Gestational diabetes adjusted for age and parity categories, nationality, and chronic hypertension (excluded 369 women with pre-existing diabetes). Gestational hypertension adjusted for age and parity categories, nationality and pre-existing diabetes. Caesarean delivery adjusted for age and parity categories, previous caesarean, pre-existing diabetes and chronic hypertension. Postpartum haemorrhage adjusted for age and parity categories, nationality, chronic hypertension, pre-existing diabetes (missing data n=107–0.7 %). ^a=p<0.05 strong evidence against null hypothesis of no difference. The bold values represent all the statistically significant results at the cut off of p<0.05.

Similarly, the odds of developing GHT increased steadily from an aOR of 1.60 (95 % CI=1.14–2.24, p<0.001) in the overweight group to an aOR of 5.32 (95 % CI=3.49–8.1, p<0.001) in class-III group. In the last two groups, the odds of CD delivery were nearly twice that of the control group (aOR=1.96, 95 % CI=1.66–2.31 and aOR=2.33, 95 % CI=11.85–2.94 respectively, p<0.00). The odds of PPH were 25–30 % higher in the overweight and class-I groups, which increased to 77 % higher odds in class-III (aOR 1.77, 95 % CI 1.35–2.33). The model for PPH excluded the women with missing data for blood loss at the time of delivery (n=107, 0.7 %).

The underweight category had similar chances of GDM and CD compared to the control. For GHT, a 21 % reduction in odds was seen (aOR=0.79 95 % CI=0.19–3.29), and a 38 % reduction for PPH (aOR=0.62, 95 % CI=0.33–1.15) were noted in this group. However, none of these associations reached statistical significance (p>0.05).

Neonatal outcomes

There was an 8 % incidence of PTB and LBW babies in our sample, which increased sharply to 14 % PTB and 16 % LBW in the underweight group while remaining roughly similar in all other groups (Figure 2). Similarly, in the cohort with a 1.5 % risk of congenital anomalies, the underweight group had more than double the risk (3.5 %). The incidence pattern of macrosomia had the familiar upward slant with the increase in BMI, with the highest risk (9 %) noted in the highest BMI group. Nearly 11 % of the babies were admitted to the NICU, which rose to 14–15 % in the extreme BMI groups (underweight and class-III). More than 2 % of the babies had a low APGAR at 1 min of life, roughly the same in all exposure groups.

Figure 2:

Percentages of women in each group with adverse neonatal outcomes.

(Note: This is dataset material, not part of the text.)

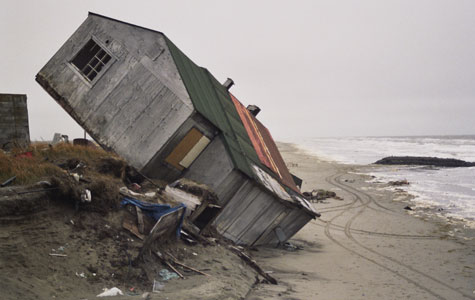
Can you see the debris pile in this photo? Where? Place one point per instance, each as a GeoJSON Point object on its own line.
{"type": "Point", "coordinates": [317, 195]}
{"type": "Point", "coordinates": [97, 219]}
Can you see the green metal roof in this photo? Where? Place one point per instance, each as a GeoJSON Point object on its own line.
{"type": "Point", "coordinates": [212, 100]}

Women underweight had 2.09 times higher odds of having a PTB (95 % CI=1.37–3.20, p=0.001), as shown in Table 3. No other BMI group had a statistically significant association with PTB. Similarly, the underweight group was at increased risk of LBW (aOR=1.88, 95 % CI=1.27–2.79, p=0.002). However, the odds decreased as BMI increased, with the highest BMI group having a 47 % reduced chance of LBW (aOR=0.53 95 % CI=0.37–0.76, p<0.001). The underweight group had an 80 % reduction in the odds of fetal macrosomia (aOR=0.20, 95 % CI=0.03–1.46, p=0.114), whereas class-III had a 3.88 times higher odds of having fetal macrosomia (aOR=3.88, 95 % CI=2.73–5.53 p<0.001) compared to the unexposed, with the OR increasing with each BMI group.

Table 3:

Adjusted odds ratios for the association between BMI categories and neonatal outcomes.

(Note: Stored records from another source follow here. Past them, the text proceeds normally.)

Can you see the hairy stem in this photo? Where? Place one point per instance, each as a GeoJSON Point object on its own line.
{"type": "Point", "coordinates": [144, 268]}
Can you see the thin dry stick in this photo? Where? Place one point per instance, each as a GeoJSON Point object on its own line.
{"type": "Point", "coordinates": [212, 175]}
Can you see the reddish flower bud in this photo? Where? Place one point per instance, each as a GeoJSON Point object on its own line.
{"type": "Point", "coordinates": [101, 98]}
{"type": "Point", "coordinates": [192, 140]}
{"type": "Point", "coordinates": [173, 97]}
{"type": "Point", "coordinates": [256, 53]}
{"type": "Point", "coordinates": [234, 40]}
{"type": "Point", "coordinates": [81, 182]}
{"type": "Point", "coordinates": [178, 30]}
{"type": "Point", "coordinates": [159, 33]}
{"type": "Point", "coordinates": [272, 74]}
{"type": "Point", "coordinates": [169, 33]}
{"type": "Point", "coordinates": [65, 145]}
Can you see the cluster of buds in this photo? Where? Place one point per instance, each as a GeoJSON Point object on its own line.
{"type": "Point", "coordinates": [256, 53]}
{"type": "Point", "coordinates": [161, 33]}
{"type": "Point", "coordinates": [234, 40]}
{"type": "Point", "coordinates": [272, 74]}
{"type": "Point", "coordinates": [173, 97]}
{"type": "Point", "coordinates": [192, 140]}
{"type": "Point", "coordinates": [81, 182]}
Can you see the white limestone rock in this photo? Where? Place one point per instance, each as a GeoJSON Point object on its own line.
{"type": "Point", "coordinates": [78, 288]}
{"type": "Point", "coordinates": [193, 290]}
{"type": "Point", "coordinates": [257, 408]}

Neonatal outcomes		Normal BMI	Underweight	Overweight	Obesity I	Obesity II	Obesity III
Preterm birth n=14,624	aOR (95 % CI)	1	2.09 (1.37–3.20)	0.90 (0.76–1.06)	0.94 (0.79–1.13)	0.94 (0.75–1.18)	0.84 (0.61–1.15)
Preterm birth n=14,624	p-Value	–	0.001^a	0.213	0.519	0.572	0.273
Low birth weight n=14,618	aOR (95 % CI)	1	1.88 (1.27–2.79)	0.77 (0.66–0.91)	0.70 (0.58–0.83)	0.61 (0.48–0.78)	0.53 (0.37–0.76)
Low birth weight n=14,618	p-Value	–	0.002^a	0.001^a	<0.001^a	<0.001^a	0.001^a
Macrosomia n=14,618	aOR (95 % CI)	1	0.20 (0.03–1.46)	1.44 (1.68–2.83)	2.18 (1.68–2.83)	2.62 (1.94–3.55)	3.88 (2.73–5.53)
Macrosomia n=14,618	p-Value	–	0.114	0.006^a	<0.001^a	<0.001^a	<0.001^a
Admission to NICU n=14,624	aOR (95 % CI)	1	1.49 (0.99–2.24)	1.04 (0.91–1.21)	1.22 (1.05–1.42)	1.30 (1.07–1.58)	1.36 (1.04–1.77)
Admission to NICU n=14,624	p-Value	–	0.055	0.519	0.011^a	0.007^a	0.022^a
APGAR score <7 at 1 min of life n=14,624	aOR (95 % CI)	1	0.71 (0.26–1.97)	0.79 (0.59–1.05)	0.75 (0.54–1.05)	0.99 (0.67–1.49)	0.95 (0.54–1.68)
APGAR score <7 at 1 min of life n=14,624	p-Value	–	0.515	0.109	0.092	0.982	0.854
Congenital anomalies n=14,624	aOR (95 % CI)	1	2.52 (1.12–5.64)	1.01 (0.70–1.46)	1.21 (0.82–1.78)	1.08 (0.66–1.79)	0.92 (0.44–1.90)
Congenital anomalies n=14,624	p-Value	–	0.025^a	0.970	0.337	0.757	0.814

Preterm birth adjusted for age and parity categories, nationality, pre-existing diabetes, and chronic hypertension. Low birth weight adjusted for age and parity categories, nationality, pre-existing diabetes, and chronic hypertension (6 missing data). Macrosomia adjusted for age and parity categories, nationality, pre-existing diabetes, and chronic hypertension (6 missing data). Admission to NICU and APGAR score <7 adjusted for age and parity categories, chronic hypertension, and pre-existing diabetes. Congenital anomalies adjusted for age and parity categories, nationality, chronic hypertension and pre-existing diabetes. ^a=p<0.05 strong evidence against null hypothesis of no difference. The bold values represent all the statistically significant results at the cut off of p<0.05.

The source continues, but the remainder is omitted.